Já compartilhei com os leitores do AUTOentusiastas um pouco de minha história com o modelo MP Lafer, que durante muitos anos foi meu único carro. Gosto tanto de guiar este conversível que certa vez um senhor de respeito se referiu a mim como fanático pela marca. Fiquei sem responder para ele, escondendo meu desapontamento, pois não me considero fanático por nada. Fanático é o sujeito que só tem um assunto na cabeça e a minha é povoada por diversos temas, como futebol, mulher e rock ‘n’ roll – sem contar a salvação da minha alma, por causa dos pecados que já cometi.
No entanto, foi bom ter recebido esse comentário: não é de bom tom ficar estigmatizado por causa de algo material. Isso aconteceu na mesma época em que minha esposa engravidou. Saber que você será pai mexe com suas idéias. A família iria crescer em 50% e disse para a Renata: “O MP Lafer só leva duas pessoas, então precisarei comprar um carro novo”.
“Sério que você vai comprar um carro novo?” — ela, incrédula, questionou.
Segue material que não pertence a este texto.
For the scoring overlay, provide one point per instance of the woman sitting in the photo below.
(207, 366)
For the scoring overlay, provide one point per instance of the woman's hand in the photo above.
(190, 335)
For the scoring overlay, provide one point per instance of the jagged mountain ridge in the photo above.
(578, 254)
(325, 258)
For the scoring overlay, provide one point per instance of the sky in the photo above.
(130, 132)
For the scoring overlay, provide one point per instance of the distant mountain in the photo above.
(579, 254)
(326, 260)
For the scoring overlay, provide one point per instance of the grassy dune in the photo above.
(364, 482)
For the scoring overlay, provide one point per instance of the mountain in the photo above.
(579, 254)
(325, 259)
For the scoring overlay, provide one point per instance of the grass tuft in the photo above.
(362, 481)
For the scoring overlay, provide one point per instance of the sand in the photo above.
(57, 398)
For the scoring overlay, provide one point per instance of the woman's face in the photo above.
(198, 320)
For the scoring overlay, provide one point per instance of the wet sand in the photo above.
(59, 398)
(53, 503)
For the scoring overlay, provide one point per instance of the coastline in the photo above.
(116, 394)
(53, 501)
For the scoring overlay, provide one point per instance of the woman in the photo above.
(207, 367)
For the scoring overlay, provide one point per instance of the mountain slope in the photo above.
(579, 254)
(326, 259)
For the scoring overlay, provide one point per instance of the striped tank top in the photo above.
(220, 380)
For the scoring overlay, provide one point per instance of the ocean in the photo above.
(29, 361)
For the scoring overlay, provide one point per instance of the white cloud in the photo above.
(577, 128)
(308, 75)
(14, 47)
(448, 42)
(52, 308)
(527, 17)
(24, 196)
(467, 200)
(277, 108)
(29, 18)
Como sou um profissional autônomo, sem salário fixo, decidi que compraria um carro à vista, sem fazer grandes malabarismos, sabendo que ficaria com o veículo por muitos anos. Vi um Siena da Fiat, um Fiesta da Ford e um Sandero da Renault. Neste último cheguei a sentar no banco traseiro e me empolgar com o espaço. Estava sacando o cheque quando me veio uma imagem na mente, levando minha filha para escola. Senti aquela angústia que arrebatou Raul Seixas, ao citar seu Corcel 73 na canção “Ouro de Tolo”.
“Uma vez na vida quero ter um carrão” — pensei. Ao invés de comprar um automóvel popular — zero-quilômetro — mudei a mira para um modelo importado usado, mas que fosse completo. Aí confesso: pesou meu sangue italiano. Deixei Audi, Mercedes e BMW de lado e fui seco num Alfa Romeo, com seu design apaixonante e sua áurea de romantismo. Pesou na escolha, também, um artigo do Arnaldo Keller, onde ele convence sua filha a ser dona de um Alfa Romeo 145.
Ao avistar um Alfa Romeo 156 na internet, enviei inclusive um e-mail para o Arnaldo, como que perguntando para o lenhador se poderia acender a fornalha. Logicamente ele — sempre solícito e atencioso — me incentivou, passando algumas dicas para avaliar o carro, que acabei comprando de um mecânico de Jundiaí, especialista em Fiat e Alfa Romeo. Era o veículo de uso pessoal do Joel, que me avisou que seria o terceiro dono daquele sedã de nome e sobrenome extravagante, algo perdoável num modelo italiano: Alfa Romeo 156 Twin Spark 2.0 Elegance.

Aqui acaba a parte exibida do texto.